A Review on Scientific Knowledge Extraction using Large Language Models in Biomedical Sciences
Gabriel Lino Garcia, João Renato Ribeiro Manesco, Pedro Henrique Paiola, Lucas Miranda, Maria Paola de Salvo, João Paulo Papa
TL;DR
This paper surveys how large language models (LLMs) are applied to biomedical evidence synthesis and knowledge extraction amid rapidly expanding literature. It reviews tasks from literature-based discovery and data extraction to complex QA, highlighting models such as GPT-3.5/4, Claude 2, RoBERTa, and BioBERT, and retrieval strategies including RAG. Key findings reveal persistent challenges including hallucinations, contextual understanding, bias from training data, and a lack of unified benchmarks for fair comparison.
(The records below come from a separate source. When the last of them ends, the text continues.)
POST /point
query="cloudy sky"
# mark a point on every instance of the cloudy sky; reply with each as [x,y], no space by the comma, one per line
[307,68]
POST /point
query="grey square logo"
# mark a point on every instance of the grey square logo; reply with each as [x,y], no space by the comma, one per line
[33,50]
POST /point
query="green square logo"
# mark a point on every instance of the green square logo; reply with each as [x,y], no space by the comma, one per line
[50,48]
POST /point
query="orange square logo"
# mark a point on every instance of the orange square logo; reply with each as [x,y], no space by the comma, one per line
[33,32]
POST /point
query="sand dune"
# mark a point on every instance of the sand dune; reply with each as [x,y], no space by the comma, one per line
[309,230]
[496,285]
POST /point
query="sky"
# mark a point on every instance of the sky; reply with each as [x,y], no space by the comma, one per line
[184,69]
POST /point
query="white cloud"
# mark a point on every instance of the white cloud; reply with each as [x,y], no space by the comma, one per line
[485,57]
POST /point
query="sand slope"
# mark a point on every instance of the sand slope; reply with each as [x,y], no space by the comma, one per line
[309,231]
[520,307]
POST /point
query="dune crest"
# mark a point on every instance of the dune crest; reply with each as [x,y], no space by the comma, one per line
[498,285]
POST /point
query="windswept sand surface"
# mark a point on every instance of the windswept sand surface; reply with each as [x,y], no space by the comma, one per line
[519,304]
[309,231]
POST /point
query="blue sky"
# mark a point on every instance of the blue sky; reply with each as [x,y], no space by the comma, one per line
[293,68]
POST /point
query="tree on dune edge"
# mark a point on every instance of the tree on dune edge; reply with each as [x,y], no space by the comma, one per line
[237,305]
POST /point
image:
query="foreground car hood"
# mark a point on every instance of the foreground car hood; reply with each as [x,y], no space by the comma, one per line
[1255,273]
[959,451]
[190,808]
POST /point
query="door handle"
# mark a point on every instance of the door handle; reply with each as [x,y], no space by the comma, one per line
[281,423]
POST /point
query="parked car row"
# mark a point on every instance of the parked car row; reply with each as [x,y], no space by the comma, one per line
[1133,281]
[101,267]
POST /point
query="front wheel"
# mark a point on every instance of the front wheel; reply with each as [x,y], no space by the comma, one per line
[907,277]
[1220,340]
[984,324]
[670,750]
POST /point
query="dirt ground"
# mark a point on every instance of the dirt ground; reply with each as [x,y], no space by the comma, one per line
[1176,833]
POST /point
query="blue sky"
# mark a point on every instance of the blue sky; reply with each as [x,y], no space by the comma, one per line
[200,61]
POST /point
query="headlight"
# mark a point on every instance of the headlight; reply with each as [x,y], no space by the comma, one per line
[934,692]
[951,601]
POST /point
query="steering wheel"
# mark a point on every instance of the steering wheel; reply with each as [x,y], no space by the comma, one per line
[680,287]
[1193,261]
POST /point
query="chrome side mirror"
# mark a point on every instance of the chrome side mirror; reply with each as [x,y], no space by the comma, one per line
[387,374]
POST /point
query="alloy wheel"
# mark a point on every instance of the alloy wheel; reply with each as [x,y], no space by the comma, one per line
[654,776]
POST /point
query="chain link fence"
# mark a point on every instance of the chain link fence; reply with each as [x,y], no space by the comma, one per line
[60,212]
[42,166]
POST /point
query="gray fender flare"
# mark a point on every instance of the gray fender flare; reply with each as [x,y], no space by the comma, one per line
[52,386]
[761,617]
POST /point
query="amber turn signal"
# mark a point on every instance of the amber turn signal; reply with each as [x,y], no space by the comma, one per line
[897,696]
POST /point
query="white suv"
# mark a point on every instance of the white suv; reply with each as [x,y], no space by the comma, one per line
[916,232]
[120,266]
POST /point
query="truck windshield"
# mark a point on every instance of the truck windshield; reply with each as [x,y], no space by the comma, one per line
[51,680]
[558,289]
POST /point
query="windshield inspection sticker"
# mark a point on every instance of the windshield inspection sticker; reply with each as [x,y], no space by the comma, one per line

The authors advocate future directions that emphasize retrieval-augmented generation, knowledge-grounded reasoning, and standardized benchmarks to enable reliable real-world deployment in healthcare.
Abstract
The rapid advancement of large language models (LLMs) has opened new boundaries in the extraction and synthesis of medical knowledge, particularly within evidence synthesis. This paper reviews the state-of-the-art applications of LLMs in the biomedical domain, exploring their effectiveness in automating complex tasks such as evidence synthesis and data extraction from a biomedical corpus of documents. While LLMs demonstrate remarkable potential, significant challenges remain, including issues related to hallucinations, contextual understanding, and the ability to generalize across diverse medical tasks. We highlight critical gaps in the current research literature, particularly the need for unified benchmarks to standardize evaluations and ensure reliability in real-world applications. In addition, we propose directions for future research, emphasizing the integration of state-of-the-art techniques such as retrieval-augmented generation (RAG) to enhance LLM performance in evidence synthesis. By addressing these challenges and utilizing the strengths of LLMs, we aim to improve access to medical literature and facilitate meaningful discoveries in healthcare.